INDIE STRICTLY BY THE BOOK

REVIEWED - MILWAUKEE, MINNESOTA: We frequently accuse mainstream Hollywood of revelling in clichés, but few other films released…

REVIEWED - MILWAUKEE, MINNESOTA: We frequently accuse mainstream Hollywood of revelling in clichés, but few other films released this year have drawn so heavily on My Big Book of Stock Characters as this underwhelming indie drama. A Brave Fellow With Learning Difficulties (Troy Garity) finds himself in trouble when his Irascible Old Mom is killed in a car accident, Donald Clarke.

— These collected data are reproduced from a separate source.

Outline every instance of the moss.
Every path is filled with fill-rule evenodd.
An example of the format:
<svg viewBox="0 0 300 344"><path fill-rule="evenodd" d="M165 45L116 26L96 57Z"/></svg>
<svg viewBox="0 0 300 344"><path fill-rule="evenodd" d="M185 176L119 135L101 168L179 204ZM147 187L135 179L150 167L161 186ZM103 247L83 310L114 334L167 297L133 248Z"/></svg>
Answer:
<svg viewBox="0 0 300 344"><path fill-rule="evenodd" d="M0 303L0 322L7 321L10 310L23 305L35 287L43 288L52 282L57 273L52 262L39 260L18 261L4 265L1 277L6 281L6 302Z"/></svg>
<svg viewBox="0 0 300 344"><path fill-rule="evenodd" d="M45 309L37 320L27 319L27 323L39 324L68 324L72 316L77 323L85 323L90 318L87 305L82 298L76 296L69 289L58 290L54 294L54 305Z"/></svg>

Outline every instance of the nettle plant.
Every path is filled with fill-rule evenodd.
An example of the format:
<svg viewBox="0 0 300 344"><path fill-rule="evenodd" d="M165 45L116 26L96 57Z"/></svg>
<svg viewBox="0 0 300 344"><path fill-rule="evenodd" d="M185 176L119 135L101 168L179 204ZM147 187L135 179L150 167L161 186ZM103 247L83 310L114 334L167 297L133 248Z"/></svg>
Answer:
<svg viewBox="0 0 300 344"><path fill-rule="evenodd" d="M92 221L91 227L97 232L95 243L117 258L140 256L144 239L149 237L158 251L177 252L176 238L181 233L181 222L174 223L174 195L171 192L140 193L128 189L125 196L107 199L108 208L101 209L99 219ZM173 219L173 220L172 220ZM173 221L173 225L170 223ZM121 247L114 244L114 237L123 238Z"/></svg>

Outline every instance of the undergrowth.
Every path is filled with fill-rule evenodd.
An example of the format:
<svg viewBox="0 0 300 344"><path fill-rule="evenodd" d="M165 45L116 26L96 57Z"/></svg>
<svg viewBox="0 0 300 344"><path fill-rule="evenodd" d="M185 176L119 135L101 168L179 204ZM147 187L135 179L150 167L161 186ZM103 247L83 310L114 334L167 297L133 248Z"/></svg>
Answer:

The unfortunate youth has, if you can believe this, accumulated a fortune winning ice fishing competitions - the differently-abled have a special connection with nature, you understand - and soon has to contend with the attentions of a Heartless Gold-digger (Alison Folland) and a Sleazy Con Artist (Randy Quaid). Fortunately an Elderly Loon (Bruce Dern), who was once close to the lad's Mom, is on hand to offer guidance.

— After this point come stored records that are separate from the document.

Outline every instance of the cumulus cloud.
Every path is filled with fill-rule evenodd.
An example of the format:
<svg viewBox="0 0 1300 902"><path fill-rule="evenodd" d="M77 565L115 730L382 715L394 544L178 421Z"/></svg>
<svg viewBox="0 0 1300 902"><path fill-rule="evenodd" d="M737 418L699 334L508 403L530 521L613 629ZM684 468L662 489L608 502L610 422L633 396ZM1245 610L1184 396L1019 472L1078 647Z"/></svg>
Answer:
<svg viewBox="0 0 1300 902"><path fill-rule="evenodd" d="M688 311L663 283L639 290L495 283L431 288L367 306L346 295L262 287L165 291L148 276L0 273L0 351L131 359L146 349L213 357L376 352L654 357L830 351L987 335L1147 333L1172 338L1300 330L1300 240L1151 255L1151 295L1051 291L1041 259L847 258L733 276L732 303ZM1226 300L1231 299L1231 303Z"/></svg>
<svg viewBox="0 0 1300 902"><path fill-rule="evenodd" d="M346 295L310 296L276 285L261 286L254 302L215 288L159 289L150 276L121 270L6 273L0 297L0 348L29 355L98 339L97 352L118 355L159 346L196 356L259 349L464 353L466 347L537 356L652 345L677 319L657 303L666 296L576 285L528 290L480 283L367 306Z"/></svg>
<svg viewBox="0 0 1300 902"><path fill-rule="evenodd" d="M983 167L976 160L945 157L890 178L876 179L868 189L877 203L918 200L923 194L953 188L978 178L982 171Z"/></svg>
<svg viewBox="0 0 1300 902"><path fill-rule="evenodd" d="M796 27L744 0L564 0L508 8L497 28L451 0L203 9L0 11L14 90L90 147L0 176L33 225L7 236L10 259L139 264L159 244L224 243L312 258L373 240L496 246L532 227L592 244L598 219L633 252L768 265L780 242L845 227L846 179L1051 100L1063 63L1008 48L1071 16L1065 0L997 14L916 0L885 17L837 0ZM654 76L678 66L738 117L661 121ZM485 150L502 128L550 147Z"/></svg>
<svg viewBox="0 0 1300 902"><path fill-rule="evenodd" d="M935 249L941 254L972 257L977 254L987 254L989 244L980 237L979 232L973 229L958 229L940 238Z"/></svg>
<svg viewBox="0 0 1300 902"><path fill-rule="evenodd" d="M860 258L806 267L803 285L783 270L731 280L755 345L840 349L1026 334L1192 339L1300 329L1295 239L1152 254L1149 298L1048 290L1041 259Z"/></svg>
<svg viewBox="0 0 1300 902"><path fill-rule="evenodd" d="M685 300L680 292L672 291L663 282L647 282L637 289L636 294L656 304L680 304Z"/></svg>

The performances are all sound and the direction is competent after a flat, unimaginative fashion, but there really is something terribly familiar about the enterprise. Everybody ends up doing what the Big Book demands. The hero demonstrates that, as well as bestowing the power to charm fish, learning difficulties bring uncomplicated integrity. Gold-diggers, if they are pretty enough, will eventually see the error of their ways. And Sleazy Con Men, driven into recklessness by their own greed, will always come to sticky, sticky, ends.

Two footnotes for trainspotters: the lead, Troy Garity, is Jane Fonda's son, and Holly Woodlawn, who plays the Loud Middle-aged Transsexual, is the Holly mentioned in Lou Reed's Walk on the Wild Side.